Gray whales have a hump and a ridge of sharp bumps along their back, instead of a dorsal fin, and can be between 40 and 50 feet long. They are a type of baleen whale, meaning they filter food from the water through special bristly structures in their mouths. Gray whales stay close to shore and feed in shallow water. Their migrations take them between feeding and breeding areas, swimming as much as 12, 000 miles per trip.
Critically endangered western gray whales migrate into their summer feeding grounds near Sahkalin Island, Russia in May or early June and then return to their winter feeding grounds in the the South China Sea in late Autumn.
The eastern population of the gray whale can be found in the Bering and Chukchi Seas between Alaska and Russia during the summer feeding. In the winter, the eastern gray whale migrates south along the west coast of the US to Mexico to breed and have their calves.
The Gulf of California’s San Ignacio Lagoon is one the best places in the world to see gray whales with their calves. The calm, warm waters of the lagoon are a safe place for young whales, free from predators like killer whales. Locals in the area, call gray whales “friendly ones” as they have an unusual tendency to approach whale watching boats and check out the occupants.

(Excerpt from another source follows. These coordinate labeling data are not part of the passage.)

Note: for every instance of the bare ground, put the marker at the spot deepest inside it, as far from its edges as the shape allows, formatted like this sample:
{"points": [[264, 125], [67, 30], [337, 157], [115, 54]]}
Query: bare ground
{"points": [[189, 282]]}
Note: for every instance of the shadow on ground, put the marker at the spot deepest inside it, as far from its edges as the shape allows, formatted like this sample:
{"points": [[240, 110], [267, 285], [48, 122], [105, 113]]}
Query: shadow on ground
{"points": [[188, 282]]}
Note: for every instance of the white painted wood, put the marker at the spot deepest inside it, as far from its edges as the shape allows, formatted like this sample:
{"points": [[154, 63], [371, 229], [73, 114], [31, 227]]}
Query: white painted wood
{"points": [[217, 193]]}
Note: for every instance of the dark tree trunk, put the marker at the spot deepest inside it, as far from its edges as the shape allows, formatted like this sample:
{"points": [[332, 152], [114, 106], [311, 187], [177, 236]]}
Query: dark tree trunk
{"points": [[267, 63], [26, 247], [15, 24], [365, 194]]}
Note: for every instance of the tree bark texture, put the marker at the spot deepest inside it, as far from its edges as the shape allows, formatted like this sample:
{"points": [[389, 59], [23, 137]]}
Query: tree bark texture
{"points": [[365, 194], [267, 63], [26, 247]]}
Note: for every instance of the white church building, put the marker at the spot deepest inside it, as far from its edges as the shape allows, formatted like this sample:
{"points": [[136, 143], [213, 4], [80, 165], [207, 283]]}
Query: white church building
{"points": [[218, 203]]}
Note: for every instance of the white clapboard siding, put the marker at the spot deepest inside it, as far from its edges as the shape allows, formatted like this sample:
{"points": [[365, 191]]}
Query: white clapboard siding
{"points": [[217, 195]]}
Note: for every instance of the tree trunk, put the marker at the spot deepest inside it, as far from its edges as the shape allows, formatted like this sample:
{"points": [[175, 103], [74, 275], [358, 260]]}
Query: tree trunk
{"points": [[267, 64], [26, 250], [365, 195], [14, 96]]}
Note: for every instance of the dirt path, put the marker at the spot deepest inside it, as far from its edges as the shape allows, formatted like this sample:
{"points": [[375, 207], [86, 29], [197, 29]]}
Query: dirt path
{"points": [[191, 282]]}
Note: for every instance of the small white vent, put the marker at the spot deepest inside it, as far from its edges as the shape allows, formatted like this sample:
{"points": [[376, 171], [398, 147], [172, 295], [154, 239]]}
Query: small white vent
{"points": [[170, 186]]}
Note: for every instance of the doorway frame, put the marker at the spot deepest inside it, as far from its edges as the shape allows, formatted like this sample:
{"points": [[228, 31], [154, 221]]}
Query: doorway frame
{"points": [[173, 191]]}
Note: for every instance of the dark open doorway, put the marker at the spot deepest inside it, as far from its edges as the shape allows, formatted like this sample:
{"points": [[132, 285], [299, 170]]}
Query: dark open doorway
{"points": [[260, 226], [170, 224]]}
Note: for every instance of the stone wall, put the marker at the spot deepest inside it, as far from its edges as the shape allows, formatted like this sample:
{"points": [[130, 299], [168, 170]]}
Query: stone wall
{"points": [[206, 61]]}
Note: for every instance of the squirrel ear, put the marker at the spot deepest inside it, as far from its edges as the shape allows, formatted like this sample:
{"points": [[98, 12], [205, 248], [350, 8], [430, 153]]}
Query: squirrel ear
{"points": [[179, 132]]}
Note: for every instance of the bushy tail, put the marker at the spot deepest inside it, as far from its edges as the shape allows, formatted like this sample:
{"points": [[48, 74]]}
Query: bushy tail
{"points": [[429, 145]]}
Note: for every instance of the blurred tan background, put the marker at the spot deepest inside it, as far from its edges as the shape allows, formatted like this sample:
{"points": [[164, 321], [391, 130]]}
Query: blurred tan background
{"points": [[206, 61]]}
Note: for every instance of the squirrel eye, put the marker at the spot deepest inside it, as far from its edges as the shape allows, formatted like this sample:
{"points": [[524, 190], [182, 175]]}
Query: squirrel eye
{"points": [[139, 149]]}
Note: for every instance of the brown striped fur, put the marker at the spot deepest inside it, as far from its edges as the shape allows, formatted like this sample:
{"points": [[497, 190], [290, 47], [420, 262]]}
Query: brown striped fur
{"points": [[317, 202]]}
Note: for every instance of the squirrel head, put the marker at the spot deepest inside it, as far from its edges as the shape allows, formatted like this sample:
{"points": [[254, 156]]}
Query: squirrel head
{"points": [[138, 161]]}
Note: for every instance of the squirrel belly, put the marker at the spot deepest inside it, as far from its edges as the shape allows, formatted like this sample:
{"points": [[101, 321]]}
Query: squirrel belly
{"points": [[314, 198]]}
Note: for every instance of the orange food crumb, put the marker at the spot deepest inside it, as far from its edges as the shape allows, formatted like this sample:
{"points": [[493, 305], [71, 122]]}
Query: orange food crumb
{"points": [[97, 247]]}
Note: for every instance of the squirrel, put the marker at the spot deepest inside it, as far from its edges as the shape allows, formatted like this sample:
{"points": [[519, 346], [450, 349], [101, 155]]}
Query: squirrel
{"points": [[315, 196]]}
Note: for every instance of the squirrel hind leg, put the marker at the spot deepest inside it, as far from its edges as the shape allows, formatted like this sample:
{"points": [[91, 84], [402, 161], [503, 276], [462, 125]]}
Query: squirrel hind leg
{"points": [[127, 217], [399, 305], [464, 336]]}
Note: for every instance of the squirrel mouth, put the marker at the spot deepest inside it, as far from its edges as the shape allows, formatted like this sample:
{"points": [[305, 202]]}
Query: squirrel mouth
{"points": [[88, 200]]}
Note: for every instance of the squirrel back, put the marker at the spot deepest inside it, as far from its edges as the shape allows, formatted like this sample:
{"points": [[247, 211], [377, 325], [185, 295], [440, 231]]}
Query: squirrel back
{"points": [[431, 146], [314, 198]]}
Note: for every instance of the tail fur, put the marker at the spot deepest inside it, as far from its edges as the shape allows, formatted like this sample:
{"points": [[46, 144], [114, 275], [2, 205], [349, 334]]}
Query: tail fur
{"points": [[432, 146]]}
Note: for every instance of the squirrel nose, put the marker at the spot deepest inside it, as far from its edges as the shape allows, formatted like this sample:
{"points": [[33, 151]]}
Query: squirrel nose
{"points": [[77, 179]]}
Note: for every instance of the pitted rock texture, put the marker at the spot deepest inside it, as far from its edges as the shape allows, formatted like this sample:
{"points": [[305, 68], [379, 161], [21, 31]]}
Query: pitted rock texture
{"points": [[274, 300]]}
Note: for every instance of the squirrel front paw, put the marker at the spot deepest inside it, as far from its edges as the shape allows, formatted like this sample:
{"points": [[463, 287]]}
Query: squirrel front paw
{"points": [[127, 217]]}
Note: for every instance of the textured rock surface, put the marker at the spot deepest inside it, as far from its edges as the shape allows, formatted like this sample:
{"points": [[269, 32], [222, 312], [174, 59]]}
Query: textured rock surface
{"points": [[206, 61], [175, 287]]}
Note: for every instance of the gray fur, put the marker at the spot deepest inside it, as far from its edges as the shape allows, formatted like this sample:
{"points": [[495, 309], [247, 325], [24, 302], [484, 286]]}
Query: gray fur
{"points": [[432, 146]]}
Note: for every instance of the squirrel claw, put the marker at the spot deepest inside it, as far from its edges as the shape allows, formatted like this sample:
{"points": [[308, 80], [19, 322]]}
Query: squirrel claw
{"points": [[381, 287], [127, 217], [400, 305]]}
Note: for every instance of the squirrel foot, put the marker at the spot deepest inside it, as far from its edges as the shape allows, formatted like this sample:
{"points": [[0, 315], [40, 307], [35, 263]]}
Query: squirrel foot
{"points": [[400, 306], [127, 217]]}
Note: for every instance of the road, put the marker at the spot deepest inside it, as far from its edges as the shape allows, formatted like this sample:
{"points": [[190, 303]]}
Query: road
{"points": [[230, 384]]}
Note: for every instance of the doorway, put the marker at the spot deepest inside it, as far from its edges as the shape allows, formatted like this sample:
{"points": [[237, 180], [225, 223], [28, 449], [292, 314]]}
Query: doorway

Threats: Oil and gas development, entanglement in fishing gear, and collisions with ships threaten gray whales. The western North Pacific gray whale is on the verge of extinction because of such threats. The waters off Russia’s Sakhalin Island, a main feeding habitat for them in the summer, are being targeted for oil and gas development. In the eastern Pacific Ocean, the potential for oil and gas exploration in the Bering and Chukchi Seas also exists. Whales are very sensitive to noise and such industrial activities generate massive underwater booms. The gray whale must get an entire year’s worth of food during those summer months and any disruption could have significant impact on this process.